Going dark may indicate that a vessel is hiding its location and identity to conceal illicit activities, such as sanction evasions, or in this case, cluster in disputed waters.
Some of China’s maritime militia vessels are equipped with Class B transceivers, which results in spottier coverage via commercially-available AIS platforms.
A SAR-based solution offers a more comprehensive approach, detecting fishing boats that would not appear in AIS-only data services, and functions regardless of the weather and ambient light conditions that would limit optical imagery.
For example, the image below shows Umbra’s SAR imagery (50-centimeter resolution) collected May 16, 2023 outside Pag-asa Island (Thitu Island). We automatically detected nine vessels which were almost certainly maritime militia, six of which were suspected to be “dark.”
This is a scalable approach that can encompass multiple harbors. Historical data will reveal patterns-of-life that can signal a likely deployment of ships.
To demonstrate this point, we utilized archived imagery collected over a single harbor. However, because the imagery is lower resolution, we could not use the same vessel detection algorithm because the fishing boats are too small to differentiate.
Let’s look at one example from 2017 involving Puyuzhou Bay, a fishing harbor that doubles as a maritime militia base, courtesy of the European Space Agency’s Sentinel-1A satellite.

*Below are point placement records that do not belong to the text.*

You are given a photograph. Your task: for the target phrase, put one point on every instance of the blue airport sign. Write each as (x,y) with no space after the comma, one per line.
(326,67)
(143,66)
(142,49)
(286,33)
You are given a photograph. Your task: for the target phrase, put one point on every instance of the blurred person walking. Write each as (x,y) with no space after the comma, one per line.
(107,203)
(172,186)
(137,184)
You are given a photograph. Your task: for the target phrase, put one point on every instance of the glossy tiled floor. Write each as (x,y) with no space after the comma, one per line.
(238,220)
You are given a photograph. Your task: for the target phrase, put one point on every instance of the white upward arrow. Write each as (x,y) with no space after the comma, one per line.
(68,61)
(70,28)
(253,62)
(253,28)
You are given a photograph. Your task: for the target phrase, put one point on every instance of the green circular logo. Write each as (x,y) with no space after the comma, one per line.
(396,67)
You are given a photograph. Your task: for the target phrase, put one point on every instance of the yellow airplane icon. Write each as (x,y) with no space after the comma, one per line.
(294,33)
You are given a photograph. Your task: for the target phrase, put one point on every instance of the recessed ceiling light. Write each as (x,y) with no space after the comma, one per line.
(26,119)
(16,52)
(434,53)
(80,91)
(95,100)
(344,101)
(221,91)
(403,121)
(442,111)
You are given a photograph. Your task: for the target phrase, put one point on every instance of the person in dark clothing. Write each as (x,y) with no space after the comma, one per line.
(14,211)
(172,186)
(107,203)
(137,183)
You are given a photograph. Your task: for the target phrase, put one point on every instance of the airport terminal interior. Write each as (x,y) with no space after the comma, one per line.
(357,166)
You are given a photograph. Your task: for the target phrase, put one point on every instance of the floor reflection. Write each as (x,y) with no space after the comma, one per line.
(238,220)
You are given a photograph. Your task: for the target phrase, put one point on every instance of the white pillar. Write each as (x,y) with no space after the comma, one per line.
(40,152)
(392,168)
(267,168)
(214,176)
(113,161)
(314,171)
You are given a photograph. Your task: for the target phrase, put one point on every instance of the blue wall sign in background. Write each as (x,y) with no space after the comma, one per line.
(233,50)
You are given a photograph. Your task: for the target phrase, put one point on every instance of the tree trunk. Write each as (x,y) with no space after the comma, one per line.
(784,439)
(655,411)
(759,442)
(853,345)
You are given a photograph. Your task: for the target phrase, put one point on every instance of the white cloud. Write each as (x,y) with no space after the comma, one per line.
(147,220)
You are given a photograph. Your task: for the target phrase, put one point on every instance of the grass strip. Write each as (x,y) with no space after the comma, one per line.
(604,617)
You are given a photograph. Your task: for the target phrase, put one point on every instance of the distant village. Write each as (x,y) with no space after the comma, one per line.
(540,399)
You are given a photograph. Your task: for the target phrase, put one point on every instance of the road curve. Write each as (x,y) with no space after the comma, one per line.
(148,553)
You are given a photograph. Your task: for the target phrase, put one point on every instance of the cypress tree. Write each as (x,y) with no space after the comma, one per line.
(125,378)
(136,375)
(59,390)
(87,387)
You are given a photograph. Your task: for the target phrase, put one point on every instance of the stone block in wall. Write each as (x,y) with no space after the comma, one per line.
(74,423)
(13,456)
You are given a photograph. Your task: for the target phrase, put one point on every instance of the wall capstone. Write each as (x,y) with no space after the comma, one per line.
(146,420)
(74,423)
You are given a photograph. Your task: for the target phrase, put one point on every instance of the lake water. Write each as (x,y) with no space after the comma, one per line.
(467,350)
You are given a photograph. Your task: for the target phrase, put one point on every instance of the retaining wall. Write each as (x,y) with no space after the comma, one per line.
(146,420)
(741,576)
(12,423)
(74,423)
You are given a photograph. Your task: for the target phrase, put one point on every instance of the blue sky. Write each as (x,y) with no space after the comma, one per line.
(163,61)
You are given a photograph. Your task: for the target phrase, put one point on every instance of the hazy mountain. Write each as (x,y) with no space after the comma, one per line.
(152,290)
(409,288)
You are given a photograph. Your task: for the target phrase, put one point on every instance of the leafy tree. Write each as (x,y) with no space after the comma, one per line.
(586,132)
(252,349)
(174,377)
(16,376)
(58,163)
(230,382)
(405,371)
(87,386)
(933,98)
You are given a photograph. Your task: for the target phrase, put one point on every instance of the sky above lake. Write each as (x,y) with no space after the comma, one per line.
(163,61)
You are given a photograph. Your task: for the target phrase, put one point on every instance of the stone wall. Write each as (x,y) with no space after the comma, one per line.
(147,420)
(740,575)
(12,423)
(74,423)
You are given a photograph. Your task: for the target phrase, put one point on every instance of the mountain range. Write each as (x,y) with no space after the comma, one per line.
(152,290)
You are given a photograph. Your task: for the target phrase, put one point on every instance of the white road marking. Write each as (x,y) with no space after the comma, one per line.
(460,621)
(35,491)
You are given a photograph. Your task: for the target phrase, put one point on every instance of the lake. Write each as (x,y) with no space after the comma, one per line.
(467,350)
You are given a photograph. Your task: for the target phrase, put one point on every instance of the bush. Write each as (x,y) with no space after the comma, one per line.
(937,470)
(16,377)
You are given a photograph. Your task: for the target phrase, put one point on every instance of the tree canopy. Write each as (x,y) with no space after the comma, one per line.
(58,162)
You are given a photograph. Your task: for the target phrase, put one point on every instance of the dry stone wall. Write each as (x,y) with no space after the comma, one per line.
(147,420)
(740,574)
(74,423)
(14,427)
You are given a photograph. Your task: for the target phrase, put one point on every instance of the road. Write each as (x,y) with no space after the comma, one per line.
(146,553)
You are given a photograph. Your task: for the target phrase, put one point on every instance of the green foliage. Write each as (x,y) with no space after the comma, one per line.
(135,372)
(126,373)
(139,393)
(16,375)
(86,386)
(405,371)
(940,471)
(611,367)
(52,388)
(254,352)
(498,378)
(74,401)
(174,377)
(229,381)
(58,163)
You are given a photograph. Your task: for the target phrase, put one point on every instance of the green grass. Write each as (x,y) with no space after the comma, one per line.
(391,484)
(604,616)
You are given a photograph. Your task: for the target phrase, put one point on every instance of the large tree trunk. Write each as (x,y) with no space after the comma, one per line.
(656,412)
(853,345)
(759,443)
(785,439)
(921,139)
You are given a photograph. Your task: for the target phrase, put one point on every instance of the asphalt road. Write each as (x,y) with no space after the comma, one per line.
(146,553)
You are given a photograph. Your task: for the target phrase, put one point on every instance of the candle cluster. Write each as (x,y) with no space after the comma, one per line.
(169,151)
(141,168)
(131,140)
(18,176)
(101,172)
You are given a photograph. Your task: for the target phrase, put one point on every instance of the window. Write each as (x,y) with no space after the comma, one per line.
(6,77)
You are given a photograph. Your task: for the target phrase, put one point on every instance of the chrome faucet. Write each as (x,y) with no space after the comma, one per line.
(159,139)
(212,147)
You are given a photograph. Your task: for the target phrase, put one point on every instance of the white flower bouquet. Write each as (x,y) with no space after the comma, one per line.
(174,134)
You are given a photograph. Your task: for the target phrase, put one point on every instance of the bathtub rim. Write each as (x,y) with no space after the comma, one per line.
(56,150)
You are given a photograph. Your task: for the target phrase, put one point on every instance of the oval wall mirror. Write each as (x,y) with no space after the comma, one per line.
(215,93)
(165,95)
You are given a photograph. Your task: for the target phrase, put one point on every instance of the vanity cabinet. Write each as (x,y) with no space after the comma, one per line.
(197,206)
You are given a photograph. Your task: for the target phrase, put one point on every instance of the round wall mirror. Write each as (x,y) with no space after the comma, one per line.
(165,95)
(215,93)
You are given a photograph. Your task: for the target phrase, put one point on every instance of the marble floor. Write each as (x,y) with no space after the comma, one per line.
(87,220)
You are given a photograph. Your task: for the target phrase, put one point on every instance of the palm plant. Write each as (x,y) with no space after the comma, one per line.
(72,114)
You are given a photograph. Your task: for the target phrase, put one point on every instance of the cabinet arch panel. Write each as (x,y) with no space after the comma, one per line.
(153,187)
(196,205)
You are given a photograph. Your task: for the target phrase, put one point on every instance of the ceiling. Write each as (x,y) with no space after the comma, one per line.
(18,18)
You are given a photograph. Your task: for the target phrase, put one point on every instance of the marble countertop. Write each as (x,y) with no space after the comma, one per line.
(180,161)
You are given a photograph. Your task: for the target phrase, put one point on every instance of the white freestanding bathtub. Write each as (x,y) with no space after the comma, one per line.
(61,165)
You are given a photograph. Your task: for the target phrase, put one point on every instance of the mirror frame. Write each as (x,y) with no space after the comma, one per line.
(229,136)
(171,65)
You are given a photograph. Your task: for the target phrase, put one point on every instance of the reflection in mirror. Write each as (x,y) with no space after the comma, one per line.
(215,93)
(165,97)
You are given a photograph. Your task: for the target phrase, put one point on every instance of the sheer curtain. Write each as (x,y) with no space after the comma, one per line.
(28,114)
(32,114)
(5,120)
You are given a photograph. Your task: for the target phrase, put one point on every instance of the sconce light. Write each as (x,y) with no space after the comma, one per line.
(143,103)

We can still observe there was a change in the number of fishing boats present, as seen in the example below.
Even without being able to count individual ships, we can capture trends with lower resolution SAR imagery by creating an index.
The starting point is an algorithm that sets a threshold for the amount of SAR energy in each pixel, which approximates whether a boat is present or not. The more pixels above the threshold corresponds with more ships, and vice versa.
We then convert this pixel count into an index to normalize the data.
This graph shows the index over Puyuzhou Bay starting in 2017. There are several instances when the drops were significant enough to suggest a large, coordinated ship deployment, including in late 2022 (circled).
The benefits of Sentinel-1A imagery is that it’s free and open source. However, an average revisit rate of 12 days in Asia may be too infrequent for time sensitive insights, and better suited for strategic, long-term trend analysis.
That said, both SAR-based options offer an automated solution for monitoring a pressing challenge of interest to a wide range of professionals in the security and commercial sectors.